Littérature politique : Sexus Politicus de Christophe Deloire et Christophe Dubois (2006)

Cet ouvrage journalistique sorti en 2006 est soudain revenu à la mode. Alors que vaut-il réellement?

Les deux journalistes à l’origine de ce livre se proposent de balayer les liens entre sexe, séduction et politique sur les 60 dernières années, avec quelques incursions dans le 18ème siècle ou le début du 20ème. Mais évidemment, il y a dans tout cela, un goût de souffre, de scandale, et une accroche racolleuse.

Les 2 centres d’intérêt du livre sont François Mitterrand et Jacques Chirac, qui chacun ont collectionné les conquêtes amoureuses et ont mené des doubles vies. Ne croyez pas pour autant qu’il n’y a rien sur Valery Giscard D’estaing qui rivalisait aussi avec son concurrent dans le domaine.  Donc dans ce domaine du « croustillant » sur les présidents, il y a de quoi faire. Sauf que les auteurs prennent bien garde de ne citer que ceux qui ont bien voulus ou citent des actrices tout en démentant les rumeurs les concernant. La plupart du temps, ils ne donnent que des indices sur les personnes concernées, un peu comme …. Luc Ferry récemment !

Car on y parle aussi de pédocriminalité, de prostitution, d’échangisme. Oh, rassurez vous, rien de bien croustillant, sinon un amalgame de rumeurs et de faits réels. Et justement, voilà le défaut du livre : l’amalgame. Les 2 journalistes partent dans tous les sens, passent du coq à l’âne sans vraiment de trame. Plus grave, ils radotent, se répètent sur un même personnage tout en utilisant une autre formulation si bien que l’on se demande si les deux auteurs se sont parlé un jour ou ont juste mis bout à bout leurs recherches respectives.

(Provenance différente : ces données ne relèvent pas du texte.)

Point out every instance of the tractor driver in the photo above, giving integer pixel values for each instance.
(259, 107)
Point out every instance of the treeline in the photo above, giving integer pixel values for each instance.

Alors, faut-il lire ce livre? Si vous êtes plutôt naïf sur le monde politique, « vierge » de toute lecture dans le domaine, pourquoi pas, puisque l’ouvrage donne l’idée de la dureté de ce monde. L’un des meilleurs passages est d’ailleurs celui où l’on aborde la dureté du monde politique pour les femmes qui veulent y jour un rôle. Un long paragraphe y est consacré à Edith Cresson, une femme qui mérite que l’on revienne sur ses compétences plutôt que sur l’image que les médias lui ont donnée.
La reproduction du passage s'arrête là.